Share via

"How can i optimize a 5 TB daily ETL workload in Azure Databricks orchestrated through Azure Data Factory?"

Arpit Shukla 21 Reputation points
2026-05-17T06:25:04.67+00:00

How can I optimize a 5 TB daily ETL workload in Azure Databricks orchestrated through Azure Data Factory?

Please include specific recommendations for cluster sizing, partitioning strategy, Delta Lake optimization, incremental loading, file compaction, parallel notebook execution, retry/restart logic, monitoring, cost control, and handling failures within the ADF pipeline.

Azure Databricks
Azure Databricks

An Apache Spark-based analytics platform optimized for Azure.

0 comments No comments

4 answers

Sort by: Most helpful
  1. Pilladi Padma Sai Manisha 8,405 Reputation points Microsoft External Staff Moderator
    2026-05-18T04:12:15.1066667+00:00

    Hey Arpit Shukla,

    it sounds like you’re moving roughly 5 TB of data through an Azure Databricks ETL every day via Azure Data Factory. That’s a serious workload, so you’ll want to tune everything end-to-end—from cluster sizing to failure handling.
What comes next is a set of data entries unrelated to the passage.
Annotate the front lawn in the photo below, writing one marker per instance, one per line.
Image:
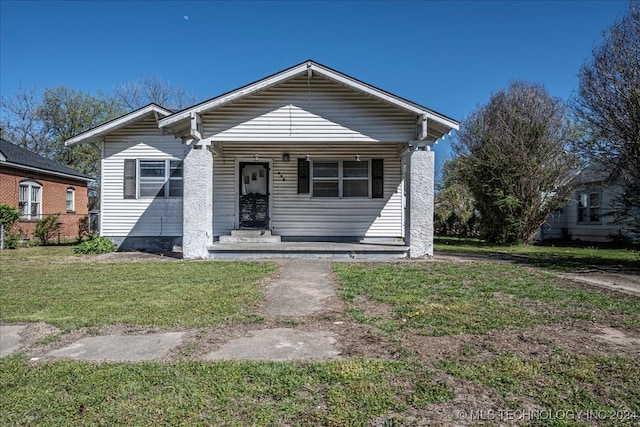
(565, 256)
(474, 298)
(50, 285)
(473, 343)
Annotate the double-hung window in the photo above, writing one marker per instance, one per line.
(155, 178)
(30, 199)
(341, 178)
(71, 195)
(589, 207)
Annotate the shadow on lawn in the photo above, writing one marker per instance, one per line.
(562, 256)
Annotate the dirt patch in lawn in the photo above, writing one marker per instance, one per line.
(575, 338)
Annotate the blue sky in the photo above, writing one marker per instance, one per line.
(446, 55)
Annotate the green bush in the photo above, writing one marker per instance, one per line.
(8, 216)
(46, 227)
(101, 245)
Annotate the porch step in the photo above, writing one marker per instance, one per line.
(313, 250)
(249, 236)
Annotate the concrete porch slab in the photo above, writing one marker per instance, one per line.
(327, 250)
(279, 344)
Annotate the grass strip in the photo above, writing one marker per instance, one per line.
(603, 388)
(455, 298)
(71, 294)
(336, 393)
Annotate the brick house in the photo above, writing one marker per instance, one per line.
(39, 187)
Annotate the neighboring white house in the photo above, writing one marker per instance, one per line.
(587, 217)
(308, 153)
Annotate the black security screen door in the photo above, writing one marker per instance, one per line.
(254, 195)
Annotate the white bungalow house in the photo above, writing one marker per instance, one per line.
(307, 154)
(588, 216)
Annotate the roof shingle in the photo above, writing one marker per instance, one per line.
(18, 156)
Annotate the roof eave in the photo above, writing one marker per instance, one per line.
(99, 132)
(47, 171)
(309, 67)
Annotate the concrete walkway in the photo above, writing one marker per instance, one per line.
(300, 290)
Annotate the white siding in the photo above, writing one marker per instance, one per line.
(138, 217)
(567, 219)
(315, 110)
(300, 215)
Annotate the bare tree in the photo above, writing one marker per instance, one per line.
(21, 121)
(514, 160)
(148, 89)
(608, 110)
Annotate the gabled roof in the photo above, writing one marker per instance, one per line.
(21, 158)
(310, 67)
(97, 133)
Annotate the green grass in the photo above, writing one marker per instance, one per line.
(42, 285)
(608, 387)
(449, 298)
(557, 257)
(337, 393)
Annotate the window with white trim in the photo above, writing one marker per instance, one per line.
(589, 207)
(30, 200)
(160, 178)
(71, 199)
(341, 178)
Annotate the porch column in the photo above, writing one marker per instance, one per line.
(197, 210)
(421, 176)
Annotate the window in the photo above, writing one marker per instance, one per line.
(589, 208)
(30, 199)
(71, 196)
(341, 178)
(155, 178)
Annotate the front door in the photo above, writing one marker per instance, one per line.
(254, 195)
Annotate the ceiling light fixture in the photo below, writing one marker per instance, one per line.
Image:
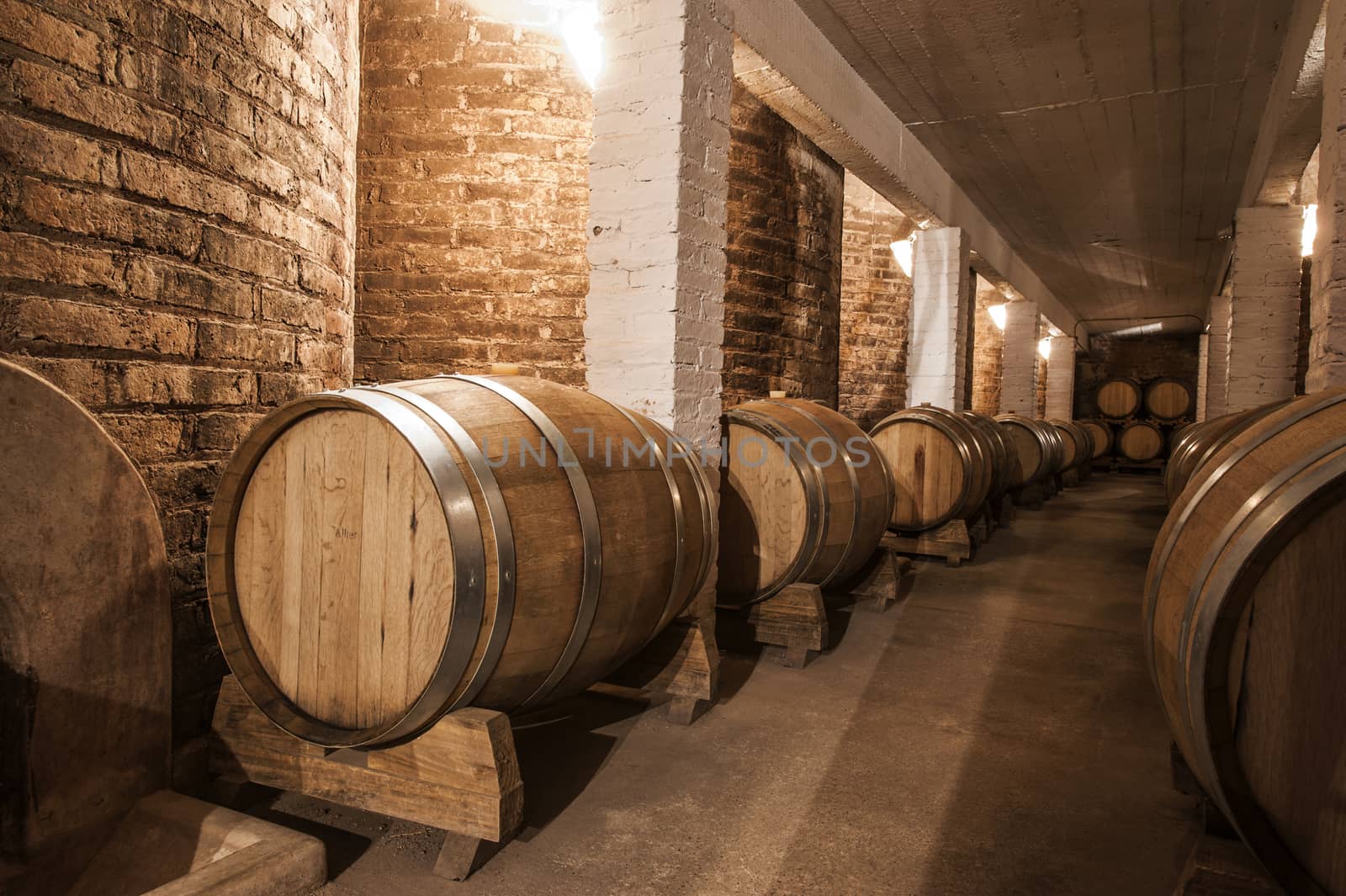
(998, 315)
(579, 29)
(904, 252)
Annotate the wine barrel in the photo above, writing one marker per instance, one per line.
(1195, 444)
(805, 498)
(1077, 444)
(1168, 399)
(1119, 399)
(1100, 433)
(1141, 440)
(384, 554)
(1038, 453)
(941, 467)
(1245, 628)
(1003, 453)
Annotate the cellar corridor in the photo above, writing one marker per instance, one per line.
(996, 734)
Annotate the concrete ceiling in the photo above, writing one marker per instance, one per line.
(1108, 140)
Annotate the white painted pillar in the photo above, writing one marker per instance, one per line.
(1061, 379)
(1217, 363)
(1202, 374)
(937, 337)
(1264, 305)
(1020, 366)
(659, 167)
(1327, 307)
(659, 184)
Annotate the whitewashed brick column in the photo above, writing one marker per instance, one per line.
(1061, 379)
(659, 171)
(1202, 374)
(1020, 365)
(1217, 363)
(1327, 307)
(1264, 305)
(937, 343)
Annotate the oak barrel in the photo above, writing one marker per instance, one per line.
(1195, 444)
(1141, 440)
(805, 498)
(1168, 399)
(1002, 451)
(1038, 449)
(384, 554)
(941, 467)
(1119, 399)
(1100, 432)
(1245, 630)
(1078, 443)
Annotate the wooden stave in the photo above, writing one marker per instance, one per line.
(1002, 449)
(1265, 485)
(824, 557)
(976, 476)
(1202, 442)
(1087, 443)
(1078, 443)
(293, 718)
(1041, 458)
(1141, 424)
(1155, 384)
(984, 456)
(1101, 446)
(1121, 415)
(867, 475)
(1056, 444)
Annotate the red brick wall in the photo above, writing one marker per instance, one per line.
(1306, 326)
(1042, 370)
(875, 305)
(1143, 357)
(175, 225)
(987, 352)
(473, 167)
(782, 300)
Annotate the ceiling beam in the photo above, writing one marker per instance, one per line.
(1291, 123)
(791, 65)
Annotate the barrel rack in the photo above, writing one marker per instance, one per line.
(794, 619)
(1220, 862)
(951, 541)
(461, 775)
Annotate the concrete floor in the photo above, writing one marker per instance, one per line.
(995, 734)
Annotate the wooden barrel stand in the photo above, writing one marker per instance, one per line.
(461, 775)
(879, 584)
(951, 543)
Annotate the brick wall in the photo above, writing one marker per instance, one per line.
(1020, 359)
(1143, 357)
(1042, 365)
(782, 292)
(473, 168)
(875, 303)
(987, 346)
(1306, 301)
(175, 225)
(1265, 278)
(941, 314)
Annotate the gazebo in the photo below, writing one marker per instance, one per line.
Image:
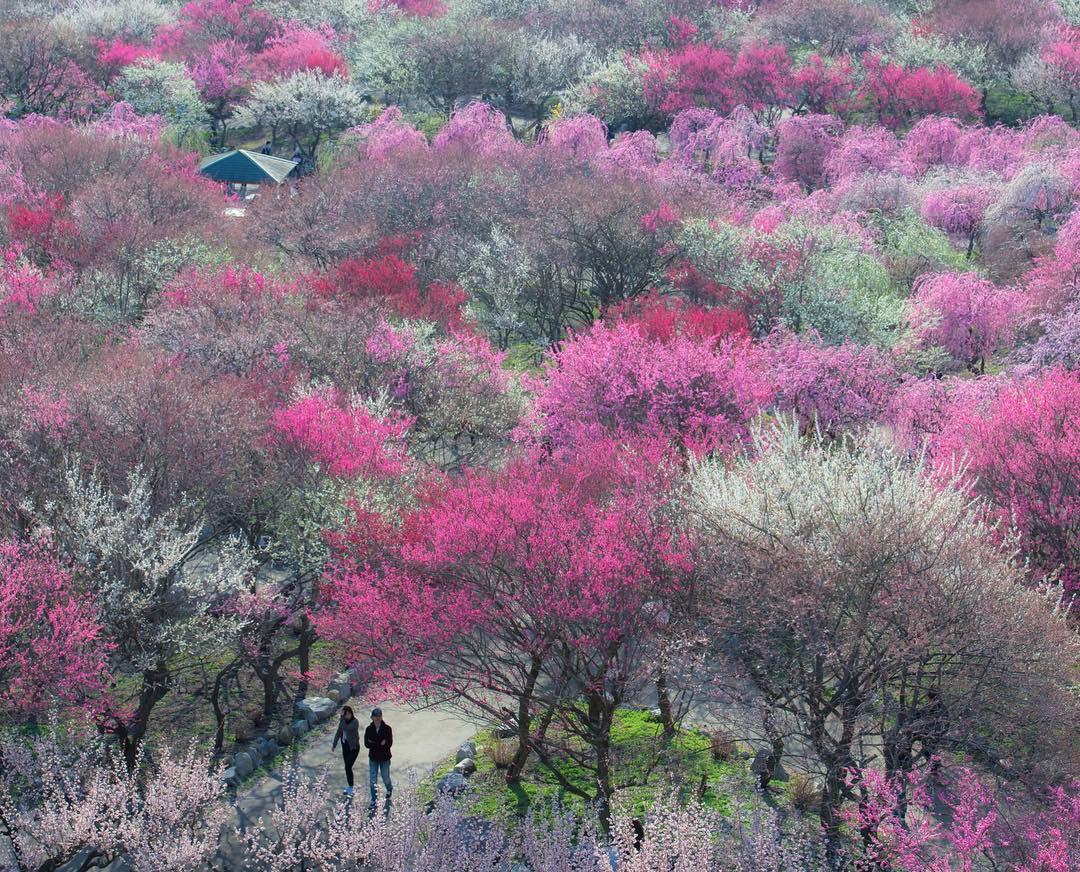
(245, 168)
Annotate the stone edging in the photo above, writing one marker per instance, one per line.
(310, 712)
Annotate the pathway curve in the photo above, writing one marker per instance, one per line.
(422, 739)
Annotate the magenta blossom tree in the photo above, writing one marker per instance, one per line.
(538, 595)
(616, 383)
(1021, 446)
(52, 647)
(834, 388)
(967, 316)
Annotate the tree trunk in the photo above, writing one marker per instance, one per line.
(524, 725)
(304, 654)
(133, 730)
(215, 701)
(664, 703)
(601, 714)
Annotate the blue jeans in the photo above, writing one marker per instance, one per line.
(374, 767)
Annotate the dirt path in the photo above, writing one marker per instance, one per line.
(422, 738)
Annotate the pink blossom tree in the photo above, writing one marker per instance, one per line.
(967, 316)
(1021, 446)
(697, 75)
(52, 647)
(548, 585)
(613, 381)
(804, 148)
(347, 441)
(899, 95)
(833, 388)
(959, 211)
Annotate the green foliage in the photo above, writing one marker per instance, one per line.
(1006, 105)
(613, 91)
(910, 247)
(165, 89)
(636, 746)
(841, 291)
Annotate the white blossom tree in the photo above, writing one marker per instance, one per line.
(161, 591)
(306, 108)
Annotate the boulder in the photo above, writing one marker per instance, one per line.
(759, 766)
(453, 783)
(79, 861)
(243, 764)
(267, 746)
(321, 707)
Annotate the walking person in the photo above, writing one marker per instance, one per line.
(378, 739)
(348, 734)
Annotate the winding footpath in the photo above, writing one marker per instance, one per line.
(422, 739)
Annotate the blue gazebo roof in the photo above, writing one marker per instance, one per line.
(241, 166)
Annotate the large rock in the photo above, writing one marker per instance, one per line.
(760, 764)
(77, 862)
(267, 746)
(453, 783)
(243, 764)
(316, 709)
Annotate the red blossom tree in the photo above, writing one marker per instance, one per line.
(547, 586)
(898, 96)
(52, 647)
(1021, 450)
(613, 381)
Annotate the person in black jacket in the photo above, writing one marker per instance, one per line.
(348, 734)
(378, 739)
Here’s a collection of best practices you can apply:

    1. Cluster sizing & configuration • Start with a medium-to-large Spark cluster—e.g. 32-core driver + 16-core workers or larger—and enable autoscaling (min/max nodes) so you don’t over-provision overnight but can scale up under peak load. • Use spot/low-priority VMs for worker nodes if your jobs are fault-tolerant (retry on preemption). • Configure auto-termination (e.g. 15–30 minutes idle) to control costs. • Tune Spark configs to boost parallelism—e.g. spark.sql.shuffle.partitions to match your core count, and ensure you’re not artificially limiting parallel tasks.
    2. Partitioning strategy • Ingest data into time-based partitions (e.g. year=, month=, day= folders) so downstream reads and deletes are scoped to the latest partitions. • Within Spark, avoid manual coalesce(1) or single-partition writes—use hash or dynamic range partitioning on your high-cardinality keys to evenly distribute data. • Only repartition when you detect skew (through Spark UI); default partitioning is usually best.
    3. Delta Lake optimization • After your daily write, run Delta’s OPTIMIZE command on hot tables to compact small files into large Parquet files (~256 MB–1 GB each). • Use ZORDER BY on columns you frequently filter or join. • Schedule regular VACUUM jobs (e.g. daily) to purge stale files and keep storage efficient.
    4. Incremental loading • Leverage Delta Time Travel or a watermark column (e.g. ingest_timestamp) to only process new/changed data. • Ingestion frameworks: use Auto Loader (cloudFiles) to continuously pick up new files with schema inference and incremental markers. • If you’re running batch daily, filter your source on the date partition or watermark so you only read the 5 TB of “new” data, not historical.
    5. File compaction & maintenance • Create a dedicated Databricks job that runs nightly/weekly to compact small files on large tables. • Avoid excessive tiny file creation by tuning your streaming/batch micro-batch sizes (for structured streaming) or merge strategies in batch.
    6. Parallel notebook execution • Break your ETL into logical stages and spin up multiple Databricks job tasks or separate notebooks in parallel. • In ADF, use the “For Each” activity with notebook tasks and set a degree of parallelism to match your cluster’s cores. • Or convert to a Databricks multi-task job and kick it off from ADF.
    7. Retry & restart logic in ADF • In your ADF pipeline’s Databricks activity, set “Retry” count and interval—e.g. 3 attempts with a 5-minute wait. • Use ADF’s “On Failure” or “Until” paths to trap errors, send alerts, and optionally re-ingest only failed partitions.
    8. Monitoring & alerting • Use Azure Monitor + Log Analytics to capture cluster metrics (CPU, memory, shuffle read/write). • Enable Spark UI for each run to pinpoint long-running stages or skewed partitions. • In ADF, configure pipeline alerts on failed runs, high activity duration, or missed SLAs.
    9. Cost control • Right-size clusters via autoscale and auto-terminate. • Where possible, use spot instances for workers. • Monitor your Databricks DBU spend and set budgets/alerts in Azure Cost Management. • Archive cold data off high-performance storage tiers.
    10. Handling failures & idempotency

    • Make your ETL idempotent: use merge/upsert patterns in Delta rather than blind overwrites.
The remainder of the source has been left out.